One of the strengths of our study is that we have performed a gene-based cohort design to study the effect of rare variants on a particular phenotype. When studying the relationships between genotype and phenotype, it is important to examine the statistical occurrence of phenotypes in a group of known genotypes. Large population studies are required to investigate the disease penetrance, which aids in predicting the probability that a trait will be evident in carriers of the underlying alleles. Mentioned Kuwaiti study and other studies in Iran, firstly chose phenotypically possible MODY cases for detecting causal variants. This is while the reported variants may have a high allele frequency when evaluating the whole population genetic spectrum, which makes them unlikely to be causative for a monogenic rare disease5,45,46,47. Also, as some MODY subtypes like GCK-MODY mostly show mild hyperglycemia which is sometimes even undetectable, an exclusive clinical approach to select samples based on phenotype for finding causative variants seems inadequate. A founded variant can appear to be associated with the disease, regardless of whether the genotype has a functional effect on that health outcome in the whole population or not. Another strength of our study is that this is the first family-based cohort to evaluate MODY in the MENA region. Regarding similar works for the genetic of MODY in this region, a recent population-based study on 14,364 Qatari participants of the Qatar biobank, reported 22 previously-known MODY‐causing variants in 2.2% of subjects, and 28 potentially novel MODY‐causing variants in 1.14% subjects. Overall, discrepancies in reported variants among our MODY cases compared to those from Qatar could be attributed to variations in the study design. Despite the population-based design of both studies, as MODY typically shows an AD inheritance, a family-based design is necessary to better peruse familial transmission of the disease in family members25.

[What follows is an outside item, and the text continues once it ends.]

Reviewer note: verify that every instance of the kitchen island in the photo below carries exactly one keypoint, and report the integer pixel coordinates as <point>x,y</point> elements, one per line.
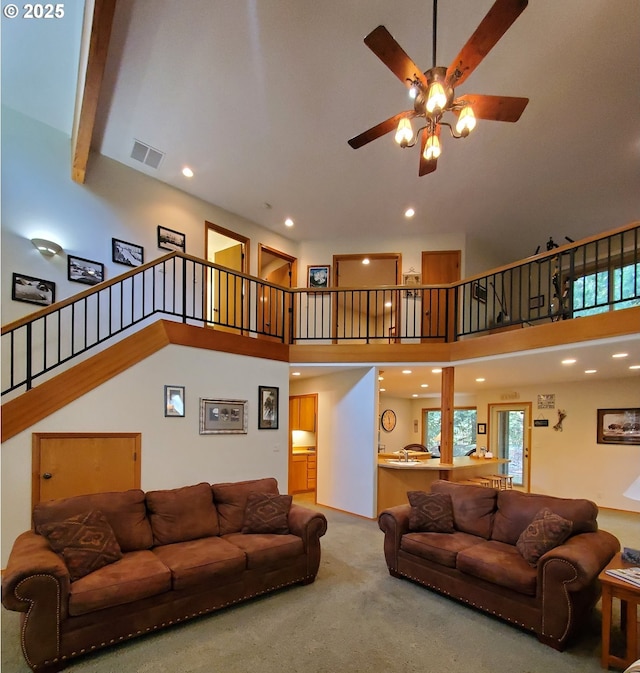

This study has some limitations as well. First, although the presented MODY phenotypic classification offers many positive aspects, there are still certain domains that could benefit from further clarification or improvement. The lack of C-peptide and autoantibody tests in this study constituted a limitation. The absence of concomitant islet autoimmunity or additional signs of insulin resistance and C-peptide levels may aid in ruling out T1DM even though MODY diagnosis is based on genetic testing. Second, although this is the first and sole cohort study on the genome of the Iranian population for monogenic diabetes, as the study is ongoing, whole genome sequencing of additional cases will be needed for better prevalence estimation and variant confirmation. Finally, additional research must be done to confirm the reported new variants' pathogenicity in other populations especially in the MENA region.